We invest in our legal immune systems. Many universities rely solely on outside immigration counsel or central legal offices that are unfamiliar with F and J intricacies. International offices should advocate for in-house legal expertise on SEVIS compliance, the INA, Constitutional protections, and the implications of political speech. Most of our compliance frameworks were designed for bureaucratic accuracy, but we need them ready for regulatory hostility.
We shouldn’t assume that our presidents and provosts know the stakes. Leadership often doesn’t understand the full scope of SEVIS compliance or the vulnerability of international students. This is no fault of their own. We should use this moment to educate our campus leaders, if we aren’t already, by creating emergency playbooks for SEVP revocation, visa freezes, and media inquiries. We should turn our campus leadership into prepared actors.
We need to hardwire internationalization into the bones of our institutions. Accreditation cycles should not ask whether we are international but how that internationalization is safeguarded. If it is in the mission statement, the general education curriculum, the budget priorities, and tenure and promotion, it’s harder to erase.

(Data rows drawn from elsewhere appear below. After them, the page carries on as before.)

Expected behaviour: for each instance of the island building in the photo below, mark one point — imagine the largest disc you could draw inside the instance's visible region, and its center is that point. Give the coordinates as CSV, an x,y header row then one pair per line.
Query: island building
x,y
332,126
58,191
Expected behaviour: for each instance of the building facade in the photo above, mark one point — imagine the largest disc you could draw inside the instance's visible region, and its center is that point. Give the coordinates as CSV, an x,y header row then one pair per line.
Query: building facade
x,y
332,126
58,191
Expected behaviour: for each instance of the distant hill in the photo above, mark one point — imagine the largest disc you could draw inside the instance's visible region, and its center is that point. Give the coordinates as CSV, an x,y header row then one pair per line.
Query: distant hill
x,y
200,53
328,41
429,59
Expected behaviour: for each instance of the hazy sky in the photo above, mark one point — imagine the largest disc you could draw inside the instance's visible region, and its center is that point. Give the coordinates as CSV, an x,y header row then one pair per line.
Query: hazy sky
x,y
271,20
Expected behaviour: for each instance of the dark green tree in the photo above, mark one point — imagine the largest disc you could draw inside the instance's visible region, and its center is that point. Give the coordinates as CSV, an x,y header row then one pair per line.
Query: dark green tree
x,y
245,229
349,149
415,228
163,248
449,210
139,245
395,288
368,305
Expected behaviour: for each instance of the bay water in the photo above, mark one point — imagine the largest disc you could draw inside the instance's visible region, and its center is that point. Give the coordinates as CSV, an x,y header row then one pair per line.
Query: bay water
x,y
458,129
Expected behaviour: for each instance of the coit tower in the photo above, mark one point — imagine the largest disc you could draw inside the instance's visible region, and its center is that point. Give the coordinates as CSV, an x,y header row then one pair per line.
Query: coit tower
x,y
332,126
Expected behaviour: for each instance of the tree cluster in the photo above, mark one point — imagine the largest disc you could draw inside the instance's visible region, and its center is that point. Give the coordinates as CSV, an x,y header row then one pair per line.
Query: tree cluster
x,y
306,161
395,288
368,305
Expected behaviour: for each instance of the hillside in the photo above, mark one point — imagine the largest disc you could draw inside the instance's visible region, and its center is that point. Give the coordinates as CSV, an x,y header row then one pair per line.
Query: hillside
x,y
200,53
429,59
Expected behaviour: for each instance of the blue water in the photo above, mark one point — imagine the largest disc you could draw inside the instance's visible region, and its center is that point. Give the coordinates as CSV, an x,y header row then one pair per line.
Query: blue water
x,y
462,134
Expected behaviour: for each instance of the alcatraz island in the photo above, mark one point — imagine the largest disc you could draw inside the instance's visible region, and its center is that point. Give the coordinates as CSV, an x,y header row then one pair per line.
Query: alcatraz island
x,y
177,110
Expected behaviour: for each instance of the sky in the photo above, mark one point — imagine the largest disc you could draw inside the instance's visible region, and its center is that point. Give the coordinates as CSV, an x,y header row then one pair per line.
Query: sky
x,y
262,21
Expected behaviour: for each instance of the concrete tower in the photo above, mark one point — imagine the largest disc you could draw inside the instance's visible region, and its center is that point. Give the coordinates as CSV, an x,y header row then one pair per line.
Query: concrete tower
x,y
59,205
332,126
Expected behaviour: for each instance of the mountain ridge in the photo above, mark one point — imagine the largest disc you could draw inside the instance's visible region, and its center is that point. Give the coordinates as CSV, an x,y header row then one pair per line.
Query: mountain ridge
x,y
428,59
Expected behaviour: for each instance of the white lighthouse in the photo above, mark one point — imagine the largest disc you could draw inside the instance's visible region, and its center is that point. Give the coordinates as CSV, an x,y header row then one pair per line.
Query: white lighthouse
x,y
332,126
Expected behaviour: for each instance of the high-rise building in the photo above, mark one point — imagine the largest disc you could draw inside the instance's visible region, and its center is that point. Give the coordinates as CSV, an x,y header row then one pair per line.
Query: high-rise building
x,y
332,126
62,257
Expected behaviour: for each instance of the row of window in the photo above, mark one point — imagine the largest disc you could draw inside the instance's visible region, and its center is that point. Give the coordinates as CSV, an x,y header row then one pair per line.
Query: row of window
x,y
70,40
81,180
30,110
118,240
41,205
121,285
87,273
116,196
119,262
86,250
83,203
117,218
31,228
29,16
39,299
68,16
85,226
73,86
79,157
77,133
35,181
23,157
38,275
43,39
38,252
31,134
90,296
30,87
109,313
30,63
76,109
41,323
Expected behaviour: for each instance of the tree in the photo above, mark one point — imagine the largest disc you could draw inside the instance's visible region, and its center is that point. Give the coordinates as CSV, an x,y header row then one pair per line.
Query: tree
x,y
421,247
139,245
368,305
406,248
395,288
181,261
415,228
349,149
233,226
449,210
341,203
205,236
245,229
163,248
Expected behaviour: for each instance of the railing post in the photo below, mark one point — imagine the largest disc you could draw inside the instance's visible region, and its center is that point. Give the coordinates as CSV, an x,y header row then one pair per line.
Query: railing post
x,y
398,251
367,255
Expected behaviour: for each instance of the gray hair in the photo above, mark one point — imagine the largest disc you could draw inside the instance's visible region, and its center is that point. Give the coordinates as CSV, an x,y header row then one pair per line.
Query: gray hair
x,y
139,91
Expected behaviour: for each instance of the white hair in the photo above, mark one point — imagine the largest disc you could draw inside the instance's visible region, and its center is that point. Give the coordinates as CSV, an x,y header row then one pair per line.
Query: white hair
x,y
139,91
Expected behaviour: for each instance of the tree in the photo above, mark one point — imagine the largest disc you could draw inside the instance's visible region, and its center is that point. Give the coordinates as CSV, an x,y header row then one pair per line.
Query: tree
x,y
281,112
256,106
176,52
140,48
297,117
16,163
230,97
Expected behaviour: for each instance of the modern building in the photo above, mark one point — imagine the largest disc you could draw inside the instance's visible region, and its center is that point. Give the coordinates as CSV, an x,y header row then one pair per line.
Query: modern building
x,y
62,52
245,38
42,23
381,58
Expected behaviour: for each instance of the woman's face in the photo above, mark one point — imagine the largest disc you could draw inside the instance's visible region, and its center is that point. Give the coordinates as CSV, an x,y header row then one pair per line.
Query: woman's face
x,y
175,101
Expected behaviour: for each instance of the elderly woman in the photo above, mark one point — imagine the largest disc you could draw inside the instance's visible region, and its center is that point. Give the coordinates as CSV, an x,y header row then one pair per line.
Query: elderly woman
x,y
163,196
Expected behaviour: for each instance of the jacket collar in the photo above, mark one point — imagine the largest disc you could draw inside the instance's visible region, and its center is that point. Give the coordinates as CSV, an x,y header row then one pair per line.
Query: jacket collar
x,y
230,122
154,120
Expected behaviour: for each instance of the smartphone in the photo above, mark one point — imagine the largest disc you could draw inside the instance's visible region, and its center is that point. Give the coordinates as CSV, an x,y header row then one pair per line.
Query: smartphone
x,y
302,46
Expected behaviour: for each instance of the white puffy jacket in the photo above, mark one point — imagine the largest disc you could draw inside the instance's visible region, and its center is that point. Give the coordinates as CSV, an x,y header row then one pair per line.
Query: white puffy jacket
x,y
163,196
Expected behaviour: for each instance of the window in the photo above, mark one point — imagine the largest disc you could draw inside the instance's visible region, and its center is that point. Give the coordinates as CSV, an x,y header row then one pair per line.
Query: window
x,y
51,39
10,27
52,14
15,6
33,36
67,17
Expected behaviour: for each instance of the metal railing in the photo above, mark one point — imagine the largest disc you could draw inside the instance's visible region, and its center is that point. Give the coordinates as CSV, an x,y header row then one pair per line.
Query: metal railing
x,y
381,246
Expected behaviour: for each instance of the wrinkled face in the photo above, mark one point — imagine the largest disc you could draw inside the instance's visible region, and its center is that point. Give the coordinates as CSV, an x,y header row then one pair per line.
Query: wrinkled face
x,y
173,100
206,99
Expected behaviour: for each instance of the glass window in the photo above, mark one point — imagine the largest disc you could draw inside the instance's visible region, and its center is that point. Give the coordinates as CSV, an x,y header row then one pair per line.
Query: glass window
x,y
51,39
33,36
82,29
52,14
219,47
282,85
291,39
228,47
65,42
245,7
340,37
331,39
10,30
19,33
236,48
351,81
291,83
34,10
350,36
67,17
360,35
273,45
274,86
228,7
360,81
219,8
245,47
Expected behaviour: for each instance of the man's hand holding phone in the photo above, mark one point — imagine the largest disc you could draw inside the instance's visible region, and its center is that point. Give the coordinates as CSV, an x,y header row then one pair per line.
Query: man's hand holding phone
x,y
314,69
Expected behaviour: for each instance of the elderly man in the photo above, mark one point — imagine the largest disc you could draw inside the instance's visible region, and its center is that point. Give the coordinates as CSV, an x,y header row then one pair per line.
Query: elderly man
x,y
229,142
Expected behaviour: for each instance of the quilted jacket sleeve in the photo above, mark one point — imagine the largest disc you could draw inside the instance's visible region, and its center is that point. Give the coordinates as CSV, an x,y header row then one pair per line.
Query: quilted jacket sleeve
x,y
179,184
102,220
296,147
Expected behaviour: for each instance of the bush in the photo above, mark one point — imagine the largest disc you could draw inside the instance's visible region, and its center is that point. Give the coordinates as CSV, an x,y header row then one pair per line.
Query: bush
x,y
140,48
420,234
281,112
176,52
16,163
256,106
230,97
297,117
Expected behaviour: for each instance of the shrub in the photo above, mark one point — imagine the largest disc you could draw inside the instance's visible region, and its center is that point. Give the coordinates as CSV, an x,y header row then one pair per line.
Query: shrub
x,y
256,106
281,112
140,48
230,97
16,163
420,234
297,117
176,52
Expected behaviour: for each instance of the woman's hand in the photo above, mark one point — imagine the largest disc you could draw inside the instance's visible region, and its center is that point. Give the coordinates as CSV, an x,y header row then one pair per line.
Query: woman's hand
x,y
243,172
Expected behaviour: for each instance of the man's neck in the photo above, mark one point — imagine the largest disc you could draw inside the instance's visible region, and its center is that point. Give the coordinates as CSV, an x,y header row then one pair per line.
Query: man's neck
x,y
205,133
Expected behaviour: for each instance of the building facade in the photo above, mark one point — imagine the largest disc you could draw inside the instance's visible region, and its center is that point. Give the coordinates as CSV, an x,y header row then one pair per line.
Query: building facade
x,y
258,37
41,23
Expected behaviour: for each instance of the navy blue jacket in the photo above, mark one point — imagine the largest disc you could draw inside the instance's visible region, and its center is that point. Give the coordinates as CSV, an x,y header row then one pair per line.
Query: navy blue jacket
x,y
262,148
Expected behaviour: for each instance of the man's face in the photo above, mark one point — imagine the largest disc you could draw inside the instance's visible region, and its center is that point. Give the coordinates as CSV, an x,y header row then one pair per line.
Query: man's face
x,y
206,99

We document the chilling effects. Document the silencing, threats, and funding consequences. A national, anonymized repository where those of us being threatened or censored can log what is happening. Over time, these patterns become data. These data are essential for legal action, journalistic exposure, and policy reform.
This is bigger than Harvard. Current and prospective F and J students across the U.S. and overseas are watching this unfold in fear. What message are we sending them? We should create digital toolkits, webinars, and legal Q&As that explain their rights and our institutions’ contingency plans because transparency builds trust and retention.
If our development offices can raise money for naming rights and buildings, they can fund a legal defense and rapid response fund for international students and scholars. I can see it now, a new line in the campaign: “Support Global Safety and Academic Freedom.” I guarantee you have faculty and staff who will give.
Lastly, the economic value tool is too reductive, and $43 billion is budget dust. We have clung to it for relevance, but it is clear that it no longer moves the needle politically: “It is a privilege, not a right, for universities to enroll foreign students and benefit from their higher tuition payments to help pad their multibillion-dollar endowments.” stated Noem. The economic value of international students is being weaponized and used as a rationale for punishment, not support. Tuition revenue from international students is not seen as national benefit but as institutional indulgence. We should reimagine our systems to prioritize mutuality, belonging, and equity. Reimagine our recruitment models and stop speaking in abstracts, like mobility, excellence, talent pipelines, and “ethical recruitment” when the lived reality is often one of marginalization, extraction, and transactional engagement.
What is happening to Harvard wasn’t only about Harvard, it was about chilling the entire field into compliance and submission. But rehabilitation as a theory of justice asks not only whether someone is punished but also whether the system has the capacity to learn, adapt, and move toward wholeness.
We don’t have the luxury of waiting for Congress, nor can we expect a single court ruling to immunize us. Rehabilitation requires that we become the system that learns and that teaches others to do the same. Don’t just perform outrage but embody resistance. Stand up for all of us, quietly, maybe. Strategically, definitely. Stand nonetheless.